The couple were joined by a large group of friends and family for the presentation of a Recognition and Achievement Award at Middlesbrough Town Hall on Wednesday (April 29).
The ceremony in a packed Council Chamber was hosted by Middlesbrough Mayor Ray Mallon who paid tribute to Mackenzie’s achievements in the art world and his contribution to life in Middlesbrough.
The event also marked Mr Mallon’s final public engagement as the town’s elected Mayor, a post he has held through three elections since May, 2002.
Mackenzie was the first of seven children, growing up in a two-bed terrace on St Paul’s Road, before moving to the new Beechwood Estate with parents Maureen and Ray as a toddler.

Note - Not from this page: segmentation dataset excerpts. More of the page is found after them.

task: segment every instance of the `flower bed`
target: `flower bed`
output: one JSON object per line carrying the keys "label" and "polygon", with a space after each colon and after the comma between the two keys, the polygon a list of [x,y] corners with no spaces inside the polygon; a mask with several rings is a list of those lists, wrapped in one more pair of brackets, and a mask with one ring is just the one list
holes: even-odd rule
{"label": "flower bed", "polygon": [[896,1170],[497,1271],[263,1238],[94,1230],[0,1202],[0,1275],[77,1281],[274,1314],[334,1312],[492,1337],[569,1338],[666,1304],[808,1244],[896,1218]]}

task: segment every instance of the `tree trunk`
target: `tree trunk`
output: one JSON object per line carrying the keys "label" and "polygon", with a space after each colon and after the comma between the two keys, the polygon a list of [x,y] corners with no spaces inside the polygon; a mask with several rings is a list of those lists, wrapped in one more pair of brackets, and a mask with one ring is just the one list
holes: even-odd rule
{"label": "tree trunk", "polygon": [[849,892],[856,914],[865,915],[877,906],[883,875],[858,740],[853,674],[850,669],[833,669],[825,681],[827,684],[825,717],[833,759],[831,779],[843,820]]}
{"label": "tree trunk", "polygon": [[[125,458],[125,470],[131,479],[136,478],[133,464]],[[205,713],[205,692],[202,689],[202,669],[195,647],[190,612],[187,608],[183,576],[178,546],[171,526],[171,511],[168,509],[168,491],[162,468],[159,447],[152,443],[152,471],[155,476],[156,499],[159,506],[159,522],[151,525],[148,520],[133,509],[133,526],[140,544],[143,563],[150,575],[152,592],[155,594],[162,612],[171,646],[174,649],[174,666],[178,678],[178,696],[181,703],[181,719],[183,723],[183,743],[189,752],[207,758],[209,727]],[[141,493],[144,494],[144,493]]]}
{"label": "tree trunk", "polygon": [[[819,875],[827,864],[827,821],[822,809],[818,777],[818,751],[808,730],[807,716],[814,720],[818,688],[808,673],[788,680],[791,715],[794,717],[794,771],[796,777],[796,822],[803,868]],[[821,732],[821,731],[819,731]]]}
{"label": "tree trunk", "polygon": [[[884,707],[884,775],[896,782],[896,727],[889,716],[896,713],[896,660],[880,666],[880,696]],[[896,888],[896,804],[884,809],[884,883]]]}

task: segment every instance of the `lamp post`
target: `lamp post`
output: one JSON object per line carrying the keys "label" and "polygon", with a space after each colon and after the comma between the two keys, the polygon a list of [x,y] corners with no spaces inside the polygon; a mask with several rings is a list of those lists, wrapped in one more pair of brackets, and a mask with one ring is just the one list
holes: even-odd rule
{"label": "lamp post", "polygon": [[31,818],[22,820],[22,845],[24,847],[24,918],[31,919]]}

Mackenzie, who is dyslexic and was labelled ‘thick and lazy’, left school without qualifications but his compulsion to draw was evident from an early age.
After failing to get into the army, he took on a range of unskilled manual jobs including a spell at Smith’s Dock, before knocking on the door of Cleveland College of Art and Design in 1977.
He met his future wife Susan in 1978 before being accepted at the Byam Shaw College of Art in London where he would study for a BA and set out on his career as an artist.
A spell in London was followed by a return North which saw the couple establish a gallery in Richmond which exists to this day.
After a couple of years living in San Francisco the Thorpes settled in Brighton, although much of his artistic focus and inspiration is focused on his childhood in Middlesbrough.
The 58-year-old has exhibited all over the world to considerable acclaim, and his pieces are highly sought after, with notable collectors including Bill Wyman of the Rolling Stones, politician William Hague and film director Cameron Mackintosh.
He has also produced special commissions for individuals and institutions including the Elton John Aids Foundation, Her Royal Highness Princess Anne’s Foundation and the British Dyslexia Foundation.
He fulfilled a long-held ambition in 2010 with the first major presentation of his work in his home town at the Captain Cook Birthplace Museum.
He undertook a signing of his latest book ‘Out of the Shadows’ at the Dorman Museum last year and recently unveiled a brand new series of posters for Middlesbrough’s historic railway station, reflecting the town’s history and heritage and its sense of optimism for the future.
Mackenzie and Susan have been married for 35 years and have two children Owen, 31, and Chloe, 29, both of whom are now married.
Middlesbrough Mayor Ray Mallon said: “This Recognition and Achievement Award is presented on behalf of Mackenzie’s home town and marks a truly exceptional life and career.
“Over more than three decades he has done a huge amount for the town as an ambassador right around the globe, and the town owes him a debt of gratitude for that.
“His paintings have not only brought a great deal of enjoyment and pleasure to a great many people over the years, but they also reflect the huge pride he has in the town, its people and its history.
“He is a passionate advocate for Middlesbrough and I have no doubt that he will continue to tell the town’s story to a worldwide audience for many years to come.”
Mackenzie said: “Middlesbrough never fails to inspire me, so this recognition from my home town is a real honour.
“There’s real sense of optimism in the town at the moment, so I was particularly pleased to be able to display some of my work at Middlesbrough Station recently.
“Susan and I are strong believers that art is for everyone, and we will to continue to promote Middlesbrough on a national and international stage.
“This town has given me a strong sense of community, a sense of humour and the commitment to keep going even when the odds are stacked against you, and those are qualities that I will continue to bring to my work.”